AUSTRALIAN canola producers are on the cusp of a $4.5 billion windfall if current yield estimates and pricing can remain in place until harvest.
Just when growers thought there was little room for price upside concerns regarding the drought-hit Canadian crop have seen another ratchet up in values, with prices smashing through the $900 a tonne mark.
Port prices for new crop canola now are as high as $915/t at WA ports, $877/t in Adelaide and $875/t on the east coast.
Should the prices remain in place at harvest not only would they be the highest on record for harvest cash prices but would be so by a whopping 25 per cent or more.
This positive price outlook is matched by similarly bullish sentiments regarding this year's Australian canola production.
With crops hitting full flower in many regions optimism is growing that well above average national production will be achieved, with some analysts quietly suggesting a record year is a distinct possibility.
"We're still doing all the calculations for our next crop update but on current yield potential if there is nothing major that goes wrong over the next couple of months we would see no reason we couldn't have a 5 million tonne crop," Australian Oilseeds Federation executive officer Nick Goddard.
"A lot of the crops across the country are in very good condition and there has been a big plant in reaction to the high prices," Mr Goddard said.
He said growers stood to generate monster gross margins if there were big yields to go with the high prices.
"We are certainly right up the very, very top of the tree when it comes to prices," Mr Goddard said.
Commonwealth Bank commodity analyst Tobin Gorey said the northern hemisphere season had played into Australia's hands, with a continuation of the weather woes in Canada, the world's largest canola exporter, a big driver in the most recent gains.
"Canada's Prairie had a hot, dry weekend, with the additional prospect of high winds this week no doubt aided the rally," Mr Gorey said.
Along with the production woes in Canada Mr Goddard said government policies were favourable for canola at present.
"Policy decisions like the US biofuel mandate and a similar push for biodiesel in the EU are both very supportive for pricing," he said.
However, Mr Gorey cautioned Australian growers not to expect prices to continue to rally indefinitely.
"The question though is whether that weather will materially lower Prairie crop estimates," he said.
"We suspect not, so the run higher in prices is likely to peter out."
The season thus far has gone virtually exactly to script for croppers who took the punt and planted more canola this year.
"People are really excited about the prospects of canola this year, overall crop prospects look really solid in most key growing regions," said GrainGrowers chairman Brett Hosking.

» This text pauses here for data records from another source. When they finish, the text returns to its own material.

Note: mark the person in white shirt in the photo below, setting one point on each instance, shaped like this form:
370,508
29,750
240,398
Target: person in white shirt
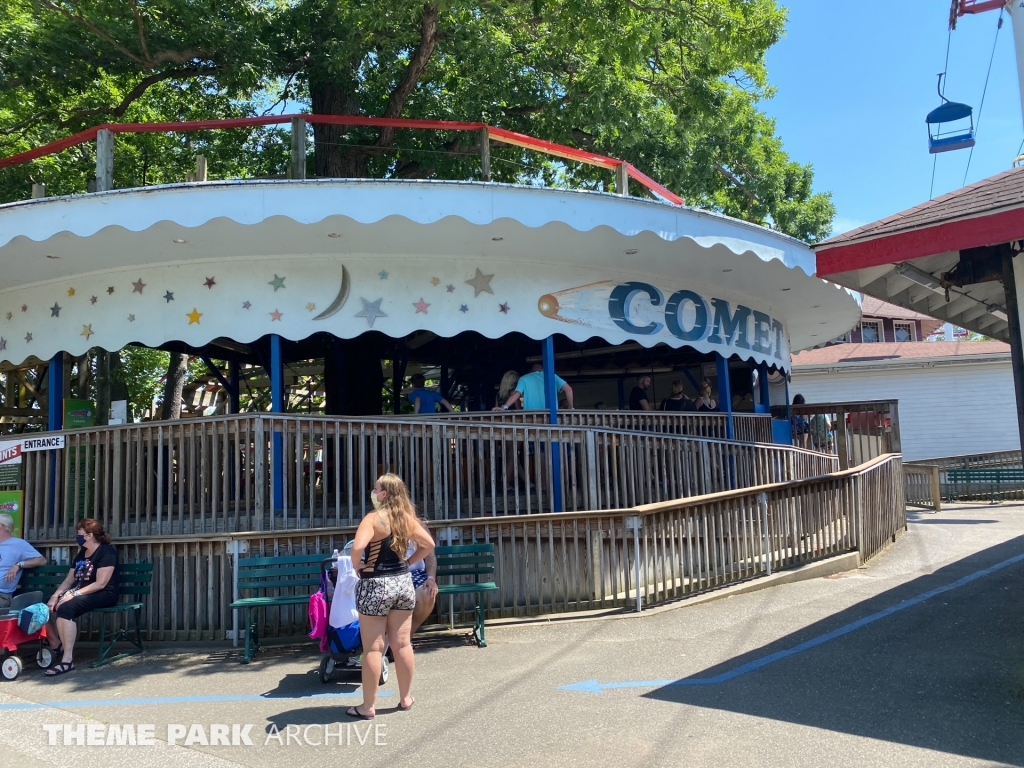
15,555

"Over the years we've thought of canola as a bit riskier than cereals but that dynamic changes when prices are at $800/t plus, now up to $900/t in places, the old rule of thumb of needing double the price of wheat is well and truly in canola's favour," Mr Hosking said.
With the price signals in place at sowing time, farmers were prepared to increase their canola hectares where possible, with availability of seed the major constraint.
Eyre Peninsula research agronomist Andrew Ware, EPAG Research, said farmers in the traditionally strong canola producing region had gone hard with canola where possible but said it was far from wall plantings.
"We definitely saw all the seed available snapped up, even old two year old supplies of less popular varieties farmers were willing to have a crack at just to get some extra hectares in where their rotation allowed it," Mr Ware said.
"In the south of the region, where there is a strong history of a wheat-canola rotation farmers have planted a lot of canola, as you would expect, but even further north there were still good plantings."
Mr Ware said there were nervous moments earlier in the year with a late break, but said things had improved with a relatively wet winter.
"We're looking quite reasonable now, albeit a few weeks behind where we normally are," he said.
The global oilseeds renaissance has attracted interest from outside the agriculture sector.
Financial services business Credit Suisse has issued an 'outperform' rating on US agribusiness Bunge, primarily on the St Louis-based company's exposure to the oilseeds sector and the good crushing margins on offer.
However, Mr Goddard said while prospects looked good for the medium-term, farmers needed to be cautious about thinking this was the start of an ongoing canola boom.
"We'll see great prices this year and even next year I don't know if world stocks will rebound fully even with good crops so there is a reasonable outlook there but further out, you have to be a bit cautious," he said.
"It is less likely to be the start of a supercycle and more likely just the top of a normal supply and demand driven price cycle."
"There is very strong fundamental demand for canola oil but equally there is a lot of demand that comes from government policies that could be changed."